Opening this weekend:
Lightyear--At the beginning of this animated feature from Disney/Pixar we are informed that back in 1995, a little boy named Andy got a toy from his favorite movie. "This is that movie."
The reference, of course, is to Buzz Lightyear from Toy Story, the "Space Ranger," voiced in that film by Tim Allen, who competed for Andy's affections with Woody, the cowboy voiced by Tom Hanks. In this new feature Buzz, voiced here by Chris Evans, is the troubled hero of a far-flung sci-fi yarn. At the beginning Buzz, an intrepid hero in the Roger Ramjet vein, screws up while exploring a habitable but dangerous planet, with the result that a huge, radish-shaped spaceship full of scientists in suspended animation gets marooned there.

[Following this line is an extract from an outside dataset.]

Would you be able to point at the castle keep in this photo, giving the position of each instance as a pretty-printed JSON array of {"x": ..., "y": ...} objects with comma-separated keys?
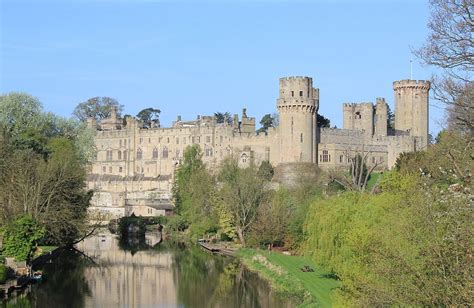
[{"x": 134, "y": 167}]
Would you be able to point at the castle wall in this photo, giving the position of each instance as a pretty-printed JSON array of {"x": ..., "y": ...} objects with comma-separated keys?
[{"x": 135, "y": 164}]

In trying to resume the space odyssey, Buzz makes repeated attempts to achieve "hyperspace," always falling short, and skipping ahead years each time. He keeps returning from these failed test flights to find a larger and more settled colony than he left, always seemingly less interested in leaving the planet; his fellow Space Ranger and best friend Alisha (Uzo Aduba) is also grayer and has moved on further with her life each time.
The movie has plenty of humor--the best of it, perhaps, from Buzz's deadpan, blandly capable robot cat Sox, voiced by Peter Sohn (Sox reminded me a little of Rags, Woody Allen's robot dog in Sleeper, though Sox proves far more useful). But Lightyear doesn't really have the tone of a comedy; it's surprisingly ambitious and surprisingly poignant. It's about the pain of living with our mistakes, and about the speed with which our lifetimes seem to get away from us.

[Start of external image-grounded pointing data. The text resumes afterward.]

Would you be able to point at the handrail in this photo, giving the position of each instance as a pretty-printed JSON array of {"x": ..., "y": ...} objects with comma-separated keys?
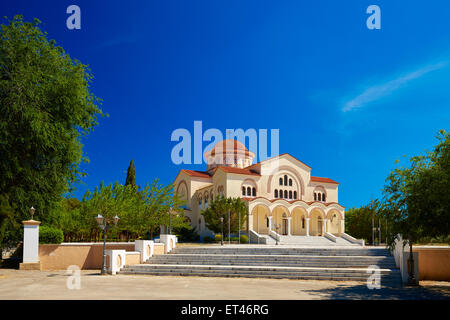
[
  {"x": 330, "y": 236},
  {"x": 352, "y": 240}
]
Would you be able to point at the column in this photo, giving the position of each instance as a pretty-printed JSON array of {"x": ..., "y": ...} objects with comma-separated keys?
[{"x": 30, "y": 245}]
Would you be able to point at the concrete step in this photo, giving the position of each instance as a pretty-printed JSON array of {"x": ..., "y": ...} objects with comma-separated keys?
[
  {"x": 277, "y": 250},
  {"x": 361, "y": 274}
]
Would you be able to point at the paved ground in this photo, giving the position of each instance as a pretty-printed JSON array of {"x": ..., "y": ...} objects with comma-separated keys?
[{"x": 16, "y": 284}]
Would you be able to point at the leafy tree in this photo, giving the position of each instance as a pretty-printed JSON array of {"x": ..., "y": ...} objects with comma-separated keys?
[
  {"x": 131, "y": 175},
  {"x": 358, "y": 222},
  {"x": 416, "y": 199},
  {"x": 220, "y": 208},
  {"x": 46, "y": 107}
]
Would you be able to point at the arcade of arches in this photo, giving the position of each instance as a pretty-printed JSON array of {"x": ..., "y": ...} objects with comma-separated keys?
[{"x": 296, "y": 220}]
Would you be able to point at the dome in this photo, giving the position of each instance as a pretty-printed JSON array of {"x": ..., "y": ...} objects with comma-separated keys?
[{"x": 229, "y": 152}]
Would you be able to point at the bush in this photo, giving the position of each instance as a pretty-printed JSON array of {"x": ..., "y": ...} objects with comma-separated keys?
[
  {"x": 50, "y": 235},
  {"x": 208, "y": 239},
  {"x": 244, "y": 238}
]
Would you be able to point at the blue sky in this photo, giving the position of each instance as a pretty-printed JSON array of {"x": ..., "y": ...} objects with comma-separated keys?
[{"x": 348, "y": 101}]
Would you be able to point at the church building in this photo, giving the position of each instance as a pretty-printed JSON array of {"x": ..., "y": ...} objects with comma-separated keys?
[{"x": 283, "y": 198}]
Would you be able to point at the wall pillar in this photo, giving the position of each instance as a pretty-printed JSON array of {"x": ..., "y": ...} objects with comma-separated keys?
[
  {"x": 307, "y": 227},
  {"x": 30, "y": 245}
]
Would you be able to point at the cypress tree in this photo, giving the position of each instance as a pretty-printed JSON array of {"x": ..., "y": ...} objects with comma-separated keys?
[{"x": 131, "y": 175}]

Like so many of the Pixar films, it's an impressive, thematically complex piece of work. But despite a second act in which Buzz and his band of pals, voiced by the likes of Keke Palmer, Taika Waititi and Dale Soules, battle invading robots, this isn't a rollicking space opera, and it's a little hard to imagine it being Andy's favorite movie.
Culturally, what may be most significant about the film is that it includes a same-sex marriage, complete with a kiss. The significance isn't so much in the relationship itself, which is peripheral to the story, but rather in the splendidly matter-of-fact manner with which it comes across. Again, it belies the supposed conceit of the movie; it's hard to imagine the intensity of the reaction this element would have stirred up in 1995. But it's cheering to note how commonplace it seems today.